This project investigates how Large Language Models (LLMs) can directly orchestrate robot behavior, bridging high-level intentions and low-level action sequences. PyBullet is used as a reproducible simulation environment to prototype and evaluate LLM-guided policies for a robotic gripper arm, including grasping, placement, and simple manipulation routines.
The pipeline translates natural-language goals into structured action plans, executes them in PyBullet, and incorporates state feedback and failure signals to refine prompts, constraints, and controllers. The objective is to map language to reliable closed-loop control, benchmarking success rates, safety, and sample efficiency entirely in simulation before transferring to hardware.

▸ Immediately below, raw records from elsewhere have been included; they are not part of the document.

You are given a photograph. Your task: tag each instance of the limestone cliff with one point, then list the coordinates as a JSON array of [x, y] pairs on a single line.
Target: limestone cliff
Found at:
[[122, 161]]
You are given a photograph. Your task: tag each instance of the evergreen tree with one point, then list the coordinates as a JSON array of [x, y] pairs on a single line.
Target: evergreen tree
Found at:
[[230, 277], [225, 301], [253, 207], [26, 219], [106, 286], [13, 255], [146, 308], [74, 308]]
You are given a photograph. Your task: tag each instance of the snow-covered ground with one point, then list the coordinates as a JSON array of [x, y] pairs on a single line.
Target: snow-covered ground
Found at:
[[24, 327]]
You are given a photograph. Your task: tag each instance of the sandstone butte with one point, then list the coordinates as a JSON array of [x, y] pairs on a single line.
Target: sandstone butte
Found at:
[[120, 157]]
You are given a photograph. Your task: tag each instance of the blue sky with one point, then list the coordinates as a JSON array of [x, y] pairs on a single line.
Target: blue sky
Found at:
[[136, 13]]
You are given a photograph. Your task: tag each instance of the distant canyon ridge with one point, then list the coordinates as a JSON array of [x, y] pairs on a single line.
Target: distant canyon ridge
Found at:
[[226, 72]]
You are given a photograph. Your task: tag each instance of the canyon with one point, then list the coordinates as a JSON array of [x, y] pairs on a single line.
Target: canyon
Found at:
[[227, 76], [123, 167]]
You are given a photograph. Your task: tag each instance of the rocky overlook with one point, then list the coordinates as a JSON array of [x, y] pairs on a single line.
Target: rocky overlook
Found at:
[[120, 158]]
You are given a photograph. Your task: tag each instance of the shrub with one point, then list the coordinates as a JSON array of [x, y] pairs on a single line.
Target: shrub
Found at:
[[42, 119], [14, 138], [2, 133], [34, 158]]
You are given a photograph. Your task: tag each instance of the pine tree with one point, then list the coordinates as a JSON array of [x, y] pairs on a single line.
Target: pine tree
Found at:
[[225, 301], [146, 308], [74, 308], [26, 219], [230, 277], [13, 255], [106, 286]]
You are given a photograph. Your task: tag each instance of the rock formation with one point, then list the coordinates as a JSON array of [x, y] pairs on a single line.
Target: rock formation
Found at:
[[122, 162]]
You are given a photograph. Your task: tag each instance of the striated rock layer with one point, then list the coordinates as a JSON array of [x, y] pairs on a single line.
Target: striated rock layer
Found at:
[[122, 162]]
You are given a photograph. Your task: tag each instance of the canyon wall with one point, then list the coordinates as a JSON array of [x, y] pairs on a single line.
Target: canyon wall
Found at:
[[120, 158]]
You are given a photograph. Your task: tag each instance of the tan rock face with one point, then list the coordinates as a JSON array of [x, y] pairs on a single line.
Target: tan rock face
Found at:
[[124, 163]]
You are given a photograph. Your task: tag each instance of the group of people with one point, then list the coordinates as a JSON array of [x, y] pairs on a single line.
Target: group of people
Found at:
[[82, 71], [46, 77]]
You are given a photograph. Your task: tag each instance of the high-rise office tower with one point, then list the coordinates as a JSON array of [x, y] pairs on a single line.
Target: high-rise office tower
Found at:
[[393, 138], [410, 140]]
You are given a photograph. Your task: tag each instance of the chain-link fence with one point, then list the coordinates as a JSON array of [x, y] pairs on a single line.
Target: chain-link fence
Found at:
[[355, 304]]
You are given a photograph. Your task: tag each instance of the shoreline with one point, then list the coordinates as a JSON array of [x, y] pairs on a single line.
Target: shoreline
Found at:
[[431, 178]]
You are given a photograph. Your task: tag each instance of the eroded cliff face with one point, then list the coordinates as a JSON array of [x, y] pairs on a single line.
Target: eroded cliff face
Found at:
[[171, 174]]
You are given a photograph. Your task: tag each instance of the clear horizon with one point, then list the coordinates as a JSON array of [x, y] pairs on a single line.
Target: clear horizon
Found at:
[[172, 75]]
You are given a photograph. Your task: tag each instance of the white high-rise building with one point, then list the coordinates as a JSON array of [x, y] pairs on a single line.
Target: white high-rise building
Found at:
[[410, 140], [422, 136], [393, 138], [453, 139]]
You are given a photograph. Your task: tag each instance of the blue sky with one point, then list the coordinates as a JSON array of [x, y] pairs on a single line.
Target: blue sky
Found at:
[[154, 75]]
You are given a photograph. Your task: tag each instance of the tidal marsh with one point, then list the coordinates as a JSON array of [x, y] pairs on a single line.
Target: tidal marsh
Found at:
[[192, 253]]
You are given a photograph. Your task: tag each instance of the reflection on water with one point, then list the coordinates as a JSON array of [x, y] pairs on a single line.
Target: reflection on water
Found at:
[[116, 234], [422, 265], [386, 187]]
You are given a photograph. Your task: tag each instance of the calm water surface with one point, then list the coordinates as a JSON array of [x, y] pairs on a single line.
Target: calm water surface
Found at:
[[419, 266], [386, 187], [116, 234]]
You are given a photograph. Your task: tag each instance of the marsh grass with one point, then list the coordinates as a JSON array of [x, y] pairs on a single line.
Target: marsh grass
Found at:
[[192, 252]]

Furthermore, the project aims to provide diverse environments for investigating different aspects of workflow generation within this context.
The WorldManager
abstracts the environment in PyBullet and provides a unified interface for querying objects. It consists of instances of WorldObject
for retrieving object related details such as the orientation or the position. It is used for providing environment related information to the prompt.
The ArmController
abstracts required joint movements and implements related state management. It provides high-level methods for performing gripper opening, closing and moving.
The WorkflowManager
and its related classes provide the infrastructure for workflow generation, transitions, and event handling. The WorkflowGenerator
class is responsible for interfacing with an external LLM. NodeTransformer classes, such as WorkflowAsynchronousNodeTransformer
, implement visitors for transforming Abstract Syntax Tree (AST) representations of LLM-generated workflows. While WorkflowFunctions
offers a high-level interface to registered functions, WorkflowEventListeners
provides signaling and hooking mechanisms that are useful for extension, tracing, and debugging.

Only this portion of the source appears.